Getting a personal loan at a lower interest rate requires smart financial planning and discipline. Here are a few practical tips:

1. Maintain a Good Credit Score

A credit score of 700 or higher improves your chances of getting better loan terms. To maintain a strong score:

  • Pay all bills and EMIs on time
  • Keep credit card usage below 30% of your limit
  • Avoid applying for multiple loans or cards at once
  • Make sure co-signed loans are repaid on time
  • Clear credit card dues in full every month

2. Compare Loan Offers

Never go with the first offer you see. Compare interest rates, fees, and repayment terms from different lenders. If you already have a good relationship with a bank or NBFC, try negotiating for better rates.

3. Review Your Employment Stability

Your job profile and work history matter:

  • Lenders prefer borrowers with stable employment and at least two years of work experience
  • A lower FOIR indicates manageable monthly obligations
  • Working with reputed companies or government organizations may help you get lower interest rates

Conclusion

Understanding personal loan interest rates in India helps you make smarter borrowing decisions. By knowing what affects these rates and comparing offers from multiple lenders, you can choose a loan that fits your financial needs. Whether you’re borrowing for a planned expense or an emergency, being aware of the total loan cost can prevent unnecessary financial pressure.

If you’re searching for a competitive personal loan, LoanTap offers multiple loan options with attractive interest rates and minimal paperwork.
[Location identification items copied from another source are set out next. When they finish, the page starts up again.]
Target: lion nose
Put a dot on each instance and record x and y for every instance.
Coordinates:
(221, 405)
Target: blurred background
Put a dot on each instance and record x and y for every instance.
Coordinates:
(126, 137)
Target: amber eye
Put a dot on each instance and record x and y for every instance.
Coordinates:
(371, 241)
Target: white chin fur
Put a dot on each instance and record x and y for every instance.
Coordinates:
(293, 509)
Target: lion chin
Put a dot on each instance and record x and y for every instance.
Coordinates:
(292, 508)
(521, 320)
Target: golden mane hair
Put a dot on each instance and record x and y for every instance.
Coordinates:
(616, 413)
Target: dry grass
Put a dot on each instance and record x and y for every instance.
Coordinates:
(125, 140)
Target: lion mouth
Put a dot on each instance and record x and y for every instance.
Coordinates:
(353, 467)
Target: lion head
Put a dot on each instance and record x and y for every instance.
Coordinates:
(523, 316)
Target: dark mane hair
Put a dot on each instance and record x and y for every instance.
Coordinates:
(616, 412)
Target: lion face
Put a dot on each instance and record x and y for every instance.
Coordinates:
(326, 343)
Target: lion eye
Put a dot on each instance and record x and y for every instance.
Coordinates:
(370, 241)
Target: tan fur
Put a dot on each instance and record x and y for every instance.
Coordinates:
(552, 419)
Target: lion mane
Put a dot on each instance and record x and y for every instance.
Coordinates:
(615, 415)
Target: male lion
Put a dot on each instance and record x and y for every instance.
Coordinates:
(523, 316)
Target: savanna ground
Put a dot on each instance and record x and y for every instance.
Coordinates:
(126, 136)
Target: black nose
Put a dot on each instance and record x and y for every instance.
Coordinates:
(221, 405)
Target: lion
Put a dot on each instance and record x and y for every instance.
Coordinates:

With fast approvals and flexible repayment plans, LoanTap makes borrowing simple and stress-free when you need funds urgently.

Frequently Asked Questions

1. What factors affect personal loan interest rates in India?

Interest rates depend on your credit score, income, repayment history, and the lender’s policies.

2. How can I improve my chances of getting a lower interest rate?

Maintain a good credit score, compare multiple lenders, and show stable income and employment.

3. Are personal loan interest rates fixed or variable?

Personal loan interest rates can be either fixed or variable, depending on the lender and loan terms.

4. What is APR and why is it important when choosing a personal loan?

APR (Annual Percentage Rate) shows the total yearly cost of a loan, combining the interest rate and mandatory fees. Comparing APRs across offers tells you which loan is actually cheaper overall not just which has the lowest headline interest rate.

5. Do prepayments reduce interest rates?

Prepayments don’t change the interest rate, but they do reduce the total interest paid.

6. How does my credit score affect my interest rate?

A higher credit score usually results in lower interest rates, as it signals lower risk to lenders.